Die Stadt Schopfheim plante 2005 die Entwicklung des Baugebietes „Schlattholz“ mit einer Gesamtfläche von ca. 13 ha in zwei Bauabschnitten um eine zeitversetzte Realisierung zu ermöglichen. Jedoch sollte trotzdem eine einheitliche Gesamtplanung vorgenommen werden. Unterschiedliche Randbedingungen wie eine heterogene angrenzende Bebauung, Sportflächen, ein Schwimmbad, eine vielbefahrene Bundesstraße sowie eine Bahnlinie und ein Naturschutzgebiet prägten das Entwicklungsgebiet. Überbaut werden sollten ca.15% der Fläche mit Einheiten von Doppel, Reihen- und Mehrfamilienhäusern sowie einer Sonderbebauung entlang des Naturschutzgebietes.

Erläuterungsbericht

Der Entwurf sieht eine Unterteilung der Bebauung in drei mögliche Abschnitte vor, jedoch ausgehend von einer mittelfristigen Gesamtüberplanung des Gebietes als Bauabschnitt 2.

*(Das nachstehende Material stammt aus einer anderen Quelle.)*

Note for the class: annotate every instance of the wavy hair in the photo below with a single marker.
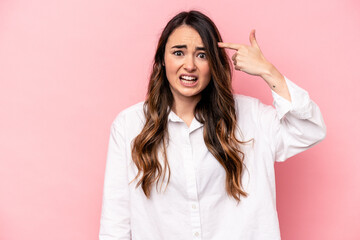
(215, 110)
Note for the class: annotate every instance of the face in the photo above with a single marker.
(186, 64)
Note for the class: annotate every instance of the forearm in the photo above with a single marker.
(276, 81)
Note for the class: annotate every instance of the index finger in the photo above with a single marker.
(233, 46)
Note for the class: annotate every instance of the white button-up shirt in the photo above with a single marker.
(195, 204)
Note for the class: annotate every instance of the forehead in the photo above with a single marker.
(184, 35)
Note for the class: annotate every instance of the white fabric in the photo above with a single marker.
(195, 204)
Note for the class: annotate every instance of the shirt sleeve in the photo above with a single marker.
(115, 214)
(294, 126)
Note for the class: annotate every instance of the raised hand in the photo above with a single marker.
(248, 59)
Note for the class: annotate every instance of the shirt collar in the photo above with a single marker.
(195, 124)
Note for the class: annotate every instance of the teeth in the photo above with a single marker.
(188, 78)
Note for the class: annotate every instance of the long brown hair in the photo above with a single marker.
(215, 110)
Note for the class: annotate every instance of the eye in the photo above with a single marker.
(202, 55)
(178, 53)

Im Bauabschnitt 1 bilden die drei viergeschossigen Wohnbauten den Auftakt der durch zweigeschossige Doppel- und Reihenhäuser gegliederten Struktur. Gleichzeitig bilden sie durch ihre Höhe einen Übergang von der Solitärstruktur der Hochhäuser des Rosengartens zur neuen Bebauung. Diese neue Bebauung definiert sich durch nach Südwesten orientierte Doppelhäuser, flankiert durch nach Südosten ausgerichtete Reihenhäuser. Durch diese Anordnung entstehen Quartiere mit geschützten privaten Grünbereichen, die die Möglichkeit der Kommunikation bieten.
Entlang des Schlierbaches entsteht ein öffentliche Grünzone unter Berücksichtigung der vorhandenen Vegetation.

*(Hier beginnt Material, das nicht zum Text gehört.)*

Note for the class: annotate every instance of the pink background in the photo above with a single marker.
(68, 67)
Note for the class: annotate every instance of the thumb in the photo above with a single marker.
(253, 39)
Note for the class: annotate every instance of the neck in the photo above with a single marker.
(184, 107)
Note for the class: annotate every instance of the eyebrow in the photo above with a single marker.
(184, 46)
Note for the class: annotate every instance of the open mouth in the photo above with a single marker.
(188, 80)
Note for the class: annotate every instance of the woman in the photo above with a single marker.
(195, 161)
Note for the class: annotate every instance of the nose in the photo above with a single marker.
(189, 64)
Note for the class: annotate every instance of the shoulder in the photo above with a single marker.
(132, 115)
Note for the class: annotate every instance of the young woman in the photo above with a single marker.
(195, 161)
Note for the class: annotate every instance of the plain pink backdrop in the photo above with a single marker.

Im Bauabschnitt 2 wird die in Bauabschnitt 1 vorhandene Struktur parallel zur Bahnlinie fortgeführt. Im Nordosten bilden vier dreigeschossige Wohnbauten den Auftakt für die zweigeschossige Doppel- und Reihenhausbebauung und definieren gleichzeitig einen Abschluss hin zur Schlattholzstrasse.

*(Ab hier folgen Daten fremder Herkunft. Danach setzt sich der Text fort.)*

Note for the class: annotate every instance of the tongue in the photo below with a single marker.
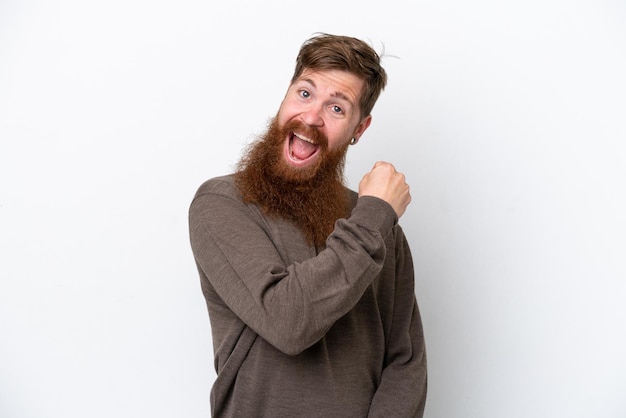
(302, 149)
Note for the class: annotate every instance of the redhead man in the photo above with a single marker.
(309, 285)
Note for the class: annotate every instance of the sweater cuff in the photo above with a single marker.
(375, 214)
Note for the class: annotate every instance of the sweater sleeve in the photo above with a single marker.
(291, 306)
(402, 390)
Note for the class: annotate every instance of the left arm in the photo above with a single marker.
(402, 389)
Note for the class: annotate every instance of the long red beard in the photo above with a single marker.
(313, 198)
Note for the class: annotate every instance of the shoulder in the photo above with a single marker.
(222, 185)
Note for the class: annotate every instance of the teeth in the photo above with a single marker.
(304, 138)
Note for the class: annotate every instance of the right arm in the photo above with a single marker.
(290, 306)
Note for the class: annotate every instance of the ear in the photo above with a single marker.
(362, 126)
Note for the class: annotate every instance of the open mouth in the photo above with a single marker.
(301, 148)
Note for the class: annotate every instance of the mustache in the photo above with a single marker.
(314, 134)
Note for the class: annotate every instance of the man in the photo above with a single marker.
(309, 286)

Der Bauabschnitt 3 beinhaltet die Planung des Bauabschnittes 2 ohne eine Überbauung des Schwimmbades. Die Struktur sowie die Erschliessung bleiben wie in Bauabschnitt 2 erhalten, lediglich wird die vorgesehene Ringstrasse als Verbindung von der Schlattholzstrasse zur Königsberger Strasse ausgebildet. Somit ist eine nahtlose Erweiterung des Bauabschnittes 3 zur Gesamtüberplanung des Bauabschnittes 2 möglich.

Als Sonderbebauung ist eine spezielle Wohnform in Holzbauweise geplant. Vorgesehen sind 16 bzw. 18 aneinander gereihte Holzkuben, die jeweils ein Ensemble bilden. Die acht mal acht Meter großen Einheiten sind gestützt auf einem mittig liegenden Betonsockel, um großflächige Berührungspunkte mit der Grünstruktur zu vermeiden.
Die einheitliche Größe der Kuben ermöglicht eine flexible Grundrissgestaltung. Denkbar ist je nach Raumbedarf eine Zusammenschaltung mehrerer Einheiten, um so Grundrisse für Bewohner verschiedener Generationen zu gestalten.
Diese Sonderbebauung bildet im Südosten gleichzeitig den Abschluss gegenüber den ausgewiesenen und schützenswerten Biotopflächen.